Par ailleurs, si DYNACITE a émis le 1er décembre 2015 une attestation de remise en état des bandes podotactiles, il est ajouté qu’aucun lien ne peut être établi de manière certaine entre la chute de Monsieur [N] et le dysfonctionnement signalé. Au demeurant, la date à laquelle ce dernier a transmis sa réclamation, et les termes de celle-ci ne sont pas connus.

Dans ce contexte, si l’existence d’une chute au bas de l’escalier devait être retenue, le mécanisme de celle-ci n’est pas établi. En l’état, les pièces produites ne permettent pas de démontrer que la chute a été causée par le décollement des bandes podotactiles.

En l’absence de preuve de la matérialité des faits décrits, il n’y a pas lieu d’examiner les différents fondements de responsabilité de l’établissement DYNACITE. En conséquence, Monsieur [N] doit être débouté de ses demandes indemnitaires.

Sur les demandes accessoires

Il convient de condamner Monsieur [B] [N] aux dépens, conformément à l'article 696 du code de procédure civile.

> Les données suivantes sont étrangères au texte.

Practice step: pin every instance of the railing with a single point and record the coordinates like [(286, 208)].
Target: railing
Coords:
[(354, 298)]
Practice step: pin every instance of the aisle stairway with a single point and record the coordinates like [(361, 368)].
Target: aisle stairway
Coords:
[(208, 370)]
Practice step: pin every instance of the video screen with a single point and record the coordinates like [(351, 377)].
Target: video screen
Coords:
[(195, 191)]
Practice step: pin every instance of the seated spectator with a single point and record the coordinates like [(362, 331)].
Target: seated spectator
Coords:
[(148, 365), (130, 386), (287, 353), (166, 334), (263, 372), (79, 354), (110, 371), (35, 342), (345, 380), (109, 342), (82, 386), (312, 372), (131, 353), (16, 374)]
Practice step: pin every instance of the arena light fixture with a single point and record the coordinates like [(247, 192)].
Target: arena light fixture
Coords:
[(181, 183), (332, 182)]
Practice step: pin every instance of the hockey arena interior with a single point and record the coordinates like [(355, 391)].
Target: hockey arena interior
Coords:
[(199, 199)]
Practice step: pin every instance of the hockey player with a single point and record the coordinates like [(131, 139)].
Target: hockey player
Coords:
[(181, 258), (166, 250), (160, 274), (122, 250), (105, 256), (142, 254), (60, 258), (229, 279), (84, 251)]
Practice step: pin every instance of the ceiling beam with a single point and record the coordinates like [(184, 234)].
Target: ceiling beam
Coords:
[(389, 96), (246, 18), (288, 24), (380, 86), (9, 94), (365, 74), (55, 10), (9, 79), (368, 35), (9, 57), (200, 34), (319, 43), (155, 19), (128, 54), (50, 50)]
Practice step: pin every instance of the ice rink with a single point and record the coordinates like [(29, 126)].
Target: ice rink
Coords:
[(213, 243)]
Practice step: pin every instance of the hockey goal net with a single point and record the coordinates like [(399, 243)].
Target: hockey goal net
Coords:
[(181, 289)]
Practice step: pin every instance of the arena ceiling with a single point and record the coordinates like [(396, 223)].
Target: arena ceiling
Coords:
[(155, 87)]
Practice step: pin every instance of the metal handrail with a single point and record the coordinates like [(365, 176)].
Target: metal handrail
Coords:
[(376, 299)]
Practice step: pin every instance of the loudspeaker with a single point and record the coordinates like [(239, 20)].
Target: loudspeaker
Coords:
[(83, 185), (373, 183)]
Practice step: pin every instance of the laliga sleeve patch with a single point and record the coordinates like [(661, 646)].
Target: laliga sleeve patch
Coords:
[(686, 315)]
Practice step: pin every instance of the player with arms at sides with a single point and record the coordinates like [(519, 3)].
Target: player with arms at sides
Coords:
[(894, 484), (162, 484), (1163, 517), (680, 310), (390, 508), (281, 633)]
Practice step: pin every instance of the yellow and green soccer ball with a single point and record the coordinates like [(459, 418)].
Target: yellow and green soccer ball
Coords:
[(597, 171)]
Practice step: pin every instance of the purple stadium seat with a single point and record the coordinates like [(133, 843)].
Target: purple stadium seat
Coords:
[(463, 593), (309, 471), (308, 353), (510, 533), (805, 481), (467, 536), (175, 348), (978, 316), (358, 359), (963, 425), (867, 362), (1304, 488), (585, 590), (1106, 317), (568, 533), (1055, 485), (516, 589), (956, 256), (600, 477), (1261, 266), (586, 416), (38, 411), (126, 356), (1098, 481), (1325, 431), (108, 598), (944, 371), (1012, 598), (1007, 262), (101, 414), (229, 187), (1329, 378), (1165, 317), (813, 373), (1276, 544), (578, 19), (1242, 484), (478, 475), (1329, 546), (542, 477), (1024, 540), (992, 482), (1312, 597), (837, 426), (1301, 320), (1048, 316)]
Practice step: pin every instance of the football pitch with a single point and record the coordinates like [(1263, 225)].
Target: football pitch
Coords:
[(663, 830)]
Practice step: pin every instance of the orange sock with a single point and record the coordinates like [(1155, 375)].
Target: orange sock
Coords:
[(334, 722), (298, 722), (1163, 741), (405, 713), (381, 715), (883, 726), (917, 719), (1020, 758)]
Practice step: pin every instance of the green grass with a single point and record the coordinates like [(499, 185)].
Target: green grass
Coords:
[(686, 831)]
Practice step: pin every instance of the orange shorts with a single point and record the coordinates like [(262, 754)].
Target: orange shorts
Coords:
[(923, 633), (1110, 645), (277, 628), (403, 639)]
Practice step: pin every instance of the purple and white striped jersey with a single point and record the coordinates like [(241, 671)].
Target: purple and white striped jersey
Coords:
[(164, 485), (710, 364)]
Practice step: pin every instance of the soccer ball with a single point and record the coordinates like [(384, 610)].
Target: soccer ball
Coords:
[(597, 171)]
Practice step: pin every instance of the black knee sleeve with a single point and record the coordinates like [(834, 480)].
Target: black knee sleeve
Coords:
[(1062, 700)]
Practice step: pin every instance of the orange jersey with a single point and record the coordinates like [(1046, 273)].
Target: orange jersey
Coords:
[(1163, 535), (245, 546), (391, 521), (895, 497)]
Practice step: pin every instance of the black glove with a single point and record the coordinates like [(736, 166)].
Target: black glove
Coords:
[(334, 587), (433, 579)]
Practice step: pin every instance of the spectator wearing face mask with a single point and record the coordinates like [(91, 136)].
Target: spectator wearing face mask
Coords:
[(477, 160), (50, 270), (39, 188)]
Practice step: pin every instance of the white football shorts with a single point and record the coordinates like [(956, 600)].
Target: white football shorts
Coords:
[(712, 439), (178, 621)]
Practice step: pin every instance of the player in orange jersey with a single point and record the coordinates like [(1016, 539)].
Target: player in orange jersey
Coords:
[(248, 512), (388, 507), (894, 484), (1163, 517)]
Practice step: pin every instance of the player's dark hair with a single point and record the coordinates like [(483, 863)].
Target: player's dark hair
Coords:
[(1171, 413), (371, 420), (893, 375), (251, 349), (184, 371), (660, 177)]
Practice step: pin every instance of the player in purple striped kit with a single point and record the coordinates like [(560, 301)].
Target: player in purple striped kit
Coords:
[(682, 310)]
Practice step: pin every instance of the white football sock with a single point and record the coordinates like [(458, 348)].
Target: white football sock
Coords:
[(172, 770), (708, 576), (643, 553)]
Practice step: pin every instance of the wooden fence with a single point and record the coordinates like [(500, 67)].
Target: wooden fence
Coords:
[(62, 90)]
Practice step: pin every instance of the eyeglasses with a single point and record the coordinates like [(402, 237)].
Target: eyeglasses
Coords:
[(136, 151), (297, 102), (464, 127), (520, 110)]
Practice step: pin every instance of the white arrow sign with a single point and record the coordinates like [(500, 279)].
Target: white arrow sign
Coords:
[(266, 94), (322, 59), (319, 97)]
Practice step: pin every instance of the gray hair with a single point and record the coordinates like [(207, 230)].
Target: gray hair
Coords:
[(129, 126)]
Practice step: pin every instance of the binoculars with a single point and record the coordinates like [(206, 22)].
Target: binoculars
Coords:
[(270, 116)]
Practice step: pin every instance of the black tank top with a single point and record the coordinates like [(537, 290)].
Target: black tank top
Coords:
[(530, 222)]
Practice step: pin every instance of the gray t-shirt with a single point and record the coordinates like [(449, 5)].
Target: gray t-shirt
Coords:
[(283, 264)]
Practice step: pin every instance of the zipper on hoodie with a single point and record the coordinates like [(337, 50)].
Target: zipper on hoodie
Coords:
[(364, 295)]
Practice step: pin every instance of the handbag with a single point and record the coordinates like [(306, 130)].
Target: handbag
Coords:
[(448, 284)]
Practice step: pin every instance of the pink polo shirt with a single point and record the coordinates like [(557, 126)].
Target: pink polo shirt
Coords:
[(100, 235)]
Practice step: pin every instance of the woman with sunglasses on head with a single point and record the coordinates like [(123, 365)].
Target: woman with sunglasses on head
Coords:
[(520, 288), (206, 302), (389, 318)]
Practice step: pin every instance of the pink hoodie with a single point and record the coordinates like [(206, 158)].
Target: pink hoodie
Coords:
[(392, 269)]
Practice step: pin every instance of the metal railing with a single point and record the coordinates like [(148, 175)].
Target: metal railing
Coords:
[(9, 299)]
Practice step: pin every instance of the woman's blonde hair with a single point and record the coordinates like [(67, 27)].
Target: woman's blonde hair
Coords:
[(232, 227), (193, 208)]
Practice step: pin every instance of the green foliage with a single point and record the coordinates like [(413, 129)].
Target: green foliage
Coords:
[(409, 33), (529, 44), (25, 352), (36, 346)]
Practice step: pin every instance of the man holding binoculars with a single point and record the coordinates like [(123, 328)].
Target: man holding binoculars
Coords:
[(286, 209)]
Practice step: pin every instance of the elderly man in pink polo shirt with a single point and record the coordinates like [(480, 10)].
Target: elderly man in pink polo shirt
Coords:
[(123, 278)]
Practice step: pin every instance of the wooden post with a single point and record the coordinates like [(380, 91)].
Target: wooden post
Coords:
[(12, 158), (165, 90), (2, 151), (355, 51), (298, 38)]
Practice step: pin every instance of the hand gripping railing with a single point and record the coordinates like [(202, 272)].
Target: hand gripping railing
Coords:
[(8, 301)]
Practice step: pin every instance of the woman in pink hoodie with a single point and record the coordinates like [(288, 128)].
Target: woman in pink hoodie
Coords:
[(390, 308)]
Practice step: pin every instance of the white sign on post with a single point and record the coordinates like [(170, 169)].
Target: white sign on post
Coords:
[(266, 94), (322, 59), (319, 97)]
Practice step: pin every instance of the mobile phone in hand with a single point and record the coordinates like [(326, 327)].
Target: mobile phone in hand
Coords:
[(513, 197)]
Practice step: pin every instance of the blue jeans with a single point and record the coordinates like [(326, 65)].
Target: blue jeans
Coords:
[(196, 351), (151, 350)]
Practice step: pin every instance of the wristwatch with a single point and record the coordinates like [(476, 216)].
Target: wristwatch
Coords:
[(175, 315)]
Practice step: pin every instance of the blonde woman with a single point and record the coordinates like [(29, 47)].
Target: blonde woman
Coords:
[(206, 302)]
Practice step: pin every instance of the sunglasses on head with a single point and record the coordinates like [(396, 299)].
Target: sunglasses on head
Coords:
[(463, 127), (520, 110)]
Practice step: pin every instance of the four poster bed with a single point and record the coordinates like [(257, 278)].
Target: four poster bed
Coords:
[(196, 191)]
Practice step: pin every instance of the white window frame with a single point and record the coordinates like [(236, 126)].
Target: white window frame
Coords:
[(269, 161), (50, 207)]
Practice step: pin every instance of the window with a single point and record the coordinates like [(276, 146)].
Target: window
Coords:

Monsieur [B] [N] sera également condamné à payer à l’office public de l’habitat de l’Ain DYNACITE et la société de droit irlandais ZURICH INSURANCE PUBLIC LIMITED COMPANY la somme globale de 2 000 euros au titre des frais de procédure non compris dans les dépens en application des dispositions de l'article 700 du code de procédure civile.

L'article 514 du code de procédure civile applicable aux instances introduites depuis le 1er janvier 2020 dispose que les décisions de première instance sont, de droit, exécutoires à titre provisoire à moins que la loi ou la décision rendue n'en dispose autrement.

PAR CES MOTIFS

Le Tribunal,

DEBOUTE Monsieur [B] [N] de toutes ses prétentions

CONDAMNE Monsieur [B] [N] aux dépens

CONDAMNE Monsieur [B] [N] à payer à l’office public de l’habitat de l’Ain DYNACITE et la société de droit irlandais ZURICH INSURANCE PUBLIC LIMITED COMPANY la somme globale de 2 000 euros au titre des frais non répétibles de l'instance

REJETTE toutes les autres demandes plus amples ou contraires formées par les parties.

Prononcé à la date de mise à disposition au greffe par Véronique OLIVIERO, vice-président,

En foi de quoi, le présent jugement a été signé par le Président, Véronique OLIVIERO, et Karine ORTI, Greffier, présent lors du prononcé.